Yesterday evening's quiet release of the influential but controversial U.S. News and World Report America's Best Colleges rankings revealed that Penn has taken another step toward the top, inching up one spot to a five-way tie for fourth place.
For a university once relegated to the Ivy basement in the rankings and only a recent entry into the list's top 10, this is quite an achievement. As it now stands, Penn shares a pedestal with M.I.T., Stanford, Duke and Caltech, chasing only Harvard, Princeton and Yale.
And though the top 10 has barely changed from last year -- the three No. 5 schools last year are joined this year at fourth by last year's four and eight -- the jump indicates that Penn is at the very least holding its ground in rarified territory that scarcely seemed within its grasp only a decade ago.
Many, including most administrators at this university, would dismiss these rankings as inaccurate -- a foolish attempt to quantify the many unique qualities each school possesses. But silly as they may be, the rankings are extraordinarily important when it comes to recruiting a top-flight applicant pool and do, in fact, represent the many positive trends seen at Penn in the last few years.
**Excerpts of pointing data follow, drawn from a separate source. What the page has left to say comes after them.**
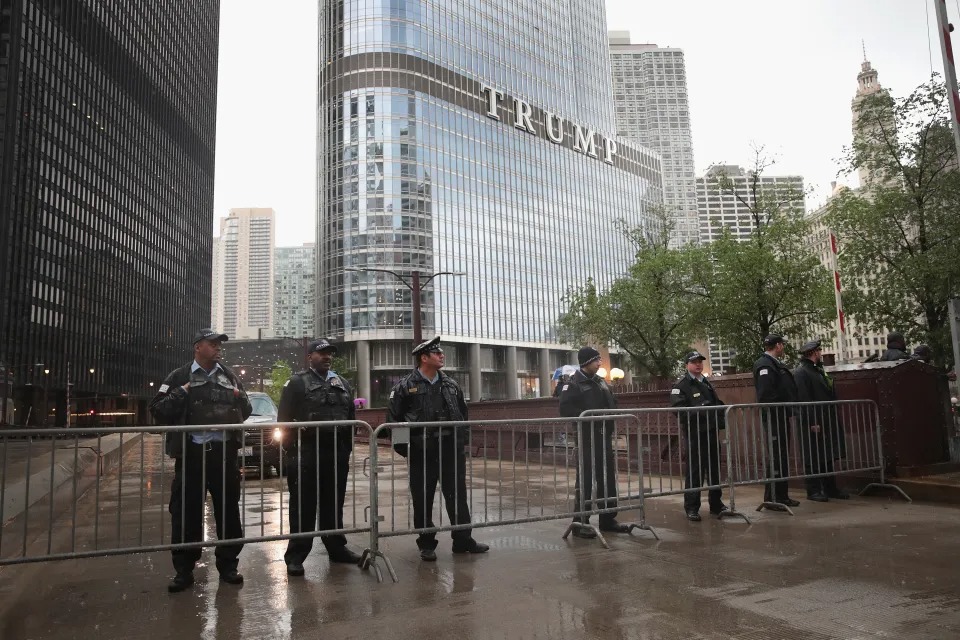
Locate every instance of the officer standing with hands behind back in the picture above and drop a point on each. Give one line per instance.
(586, 390)
(203, 392)
(774, 384)
(320, 458)
(435, 453)
(701, 436)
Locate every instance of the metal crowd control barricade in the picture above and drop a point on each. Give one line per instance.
(515, 471)
(813, 441)
(56, 505)
(679, 451)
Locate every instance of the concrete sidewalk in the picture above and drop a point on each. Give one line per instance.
(40, 470)
(872, 567)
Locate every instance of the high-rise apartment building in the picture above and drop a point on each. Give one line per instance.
(246, 288)
(475, 140)
(728, 205)
(295, 291)
(653, 110)
(107, 127)
(729, 208)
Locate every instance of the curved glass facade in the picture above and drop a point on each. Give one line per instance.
(468, 136)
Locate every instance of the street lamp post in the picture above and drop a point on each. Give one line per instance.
(416, 287)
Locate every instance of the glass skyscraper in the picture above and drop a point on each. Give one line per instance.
(106, 196)
(476, 138)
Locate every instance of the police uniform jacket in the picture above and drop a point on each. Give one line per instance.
(774, 383)
(217, 399)
(814, 384)
(415, 399)
(690, 392)
(309, 396)
(582, 393)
The Political Science Department, a long-running joke on campus just four years ago, has made a remarkable turnaround with a series of crucially important and high-profile faculty hires. And while no other single academic unit has seen a change as dramatic as the one in Stiteler Hall, the quality of the faculty today is significantly stronger than it was in 1999.
Penn's national profile is also on the rise, capped by John DiIulio's stint at the White House in 2001. And the University is increasingly seen as a "hot" school, a fact no doubt aided immeasurably by the kindness of the editors at U.S. News.
The rankings' validity can be questioned, but their almost exclusively positive effects on this institution cannot be.